Négociations commerciales: les baisses de tarifs se poursuivent (Coop de France)

Les négociations commerciales aboutissent à une «mise en danger» des coopératives et de leurs agriculteurs, a alerté Coop de France le 1er avril, signalant que, sauf dans le lait de vache, «les baisses de tarifs se poursuivent et les effets des Etats généraux de l'alimentation (Egalim) sont nuls», notamment en viandes et produits céréaliers. Et de s’interroger: «Où est passée la hausse du Seuil de revente à perte (SRP)?» voulue par la loi Agriculture et Alimentation : «pas dans la poche des transformateurs ni, a fortiori, dans celle des producteurs», selon un communiqué. La fédération ajoute que, pour la «grande majorité» des coopératives, le périmètre des produits à marques nationales s’est réduit au profit des marques de distributeurs, soumises à des demandes de déflation. «L’encadrement des promotions est largement contourné», d’après le communiqué, et «près de deux tiers» des coopératives et filiales subissent «une augmentation des demandes de budgets supplémentaires pour financer des opérations en magasin».

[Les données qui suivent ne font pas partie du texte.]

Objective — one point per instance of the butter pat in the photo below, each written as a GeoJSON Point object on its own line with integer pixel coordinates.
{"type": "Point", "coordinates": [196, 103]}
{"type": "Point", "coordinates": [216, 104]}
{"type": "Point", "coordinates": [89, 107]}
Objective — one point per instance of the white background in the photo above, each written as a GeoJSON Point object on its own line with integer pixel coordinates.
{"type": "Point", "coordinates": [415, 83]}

Même son de coche du côté de Légumes de France et de l’Aop Fraise qui dénoncent «les pratiques» de Lidl

L’AOP nationale fraise et Légumes de France (FNSEA) dénoncent dans un communiqué le 1er avril «les pratiques» du groupe Lidl qui imposerait à ses fournisseurs «une baisse de 10% des prix d’achats» en fraises afin de «maintenir des prix de vente promotionnels aux consommateurs à des prix identiques aux années passées», ne respectant pas, selon eux, le relèvement du seuil de revente à perte (SRP) prévu par la loi Egalim. Cela, «alors que les concurrents s’appliquent à respecter la loi», ajoutent-elles, précisant que Lidl commercialise une barquette de 250g de gariguette française «à 1,99€ contre 2,19€ pour les autres enseignes». «Lidl bafoue le travail des agriculteurs et la valeur de leurs produits», estiment-elles, jugeant que l’enseigne met en cause «le travail de longue haleine mené depuis plus d’un an» autour de la loi Egalim. «Grâce au seuil de revente à perte, on devrait avoir un prix rémunérateur supérieur à l’an dernier, et on s’aperçoit que ce n’est pas le cas», estime Jacques Rouchaussé, président de Légumes de France, qui souhaite «mettre un coup semonce», craignant que d'autres distributeurs demandent le même genre de rabais. «S’ils font cela pour la fraise, ils peuvent le faire pour d’autres produits», ajoute-t-il.